Poem by Keisha-Gaye Anderson

April 2011

I Am the Caribbean

In the belly of a ship named
for supposed nobility
I came this way
From low-caste Bombay
to Chinese-built railway
I came this way
From Irish town here
poor as the one back there
I came this way

I became that jigsaw piece
floating on the archipelago
too enmeshed to go
beyond the gravity of
my being

I am the Caribbean

a sweltering pool of
disjointed life
every day remaking
reshaping itself into
an electric rhythm
skipping from
batá
to tassa
to nyabinghi
weaving through me

Making me

that kumina sound
that pan melody
that flute in the hills
that shak shak
that brings back
that sound of conviction
of personhood fought for
the independent ardor
that we bled to see

I came to be

that diasporic medley
calling me down
to ride through this life
changing shape as I see fit
and though we may forget
the names of spirit
we call them viscerally

to Trench Town
Port-au-Prince
Port of Spain
concrete just the same
all repositories
of potential energy
and stilted memory

I am the Caribbean

 

Keisha-Gaye Anderson is a mother of two and a poet, journalist, and fiction writer.
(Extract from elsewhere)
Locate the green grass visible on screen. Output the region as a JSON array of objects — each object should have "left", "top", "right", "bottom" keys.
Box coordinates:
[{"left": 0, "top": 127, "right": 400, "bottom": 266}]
In 2010 she was named a fellow by the North Country Institute for Writers of Color. She is a founding member of Poets for Ayiti, a group that has recently published the chapbook For The Crowns of Your Heads; proceeds of book sales will help to rebuild Haiti’s Bibliothèque du Soleil in Port-au-Prince, a library razed during the earthquake. Anderson has published poems in two volumes of Poems on the Road to Peace (Yale University Press, 2002, 2004), in the Killens Review of Arts and Letters (2011), and in the online literary journals Street Notes and AfroBeat. Her poetry chapbook Circle Unbroken was self-published in 2003. As a journalist, she has contributed feature articles to magazines, including Black Enterprise, Honey, Upscale, Psychology Today, and Teen People, and has worked as a producer or associate producer for domestic and international broadcasters, including CBS, PBS, and NHK (Japanese TV). Anderson also contributed an essay to the anthology Sometimes Rhythm, Sometimes Blues: Young African Americans on Love, Relationships, Sex, and the Search for Mr. Right (Seal Press, 2003). She currently works as a college administrator and is pursuing an MFA in creative writing at the City College, CUNY.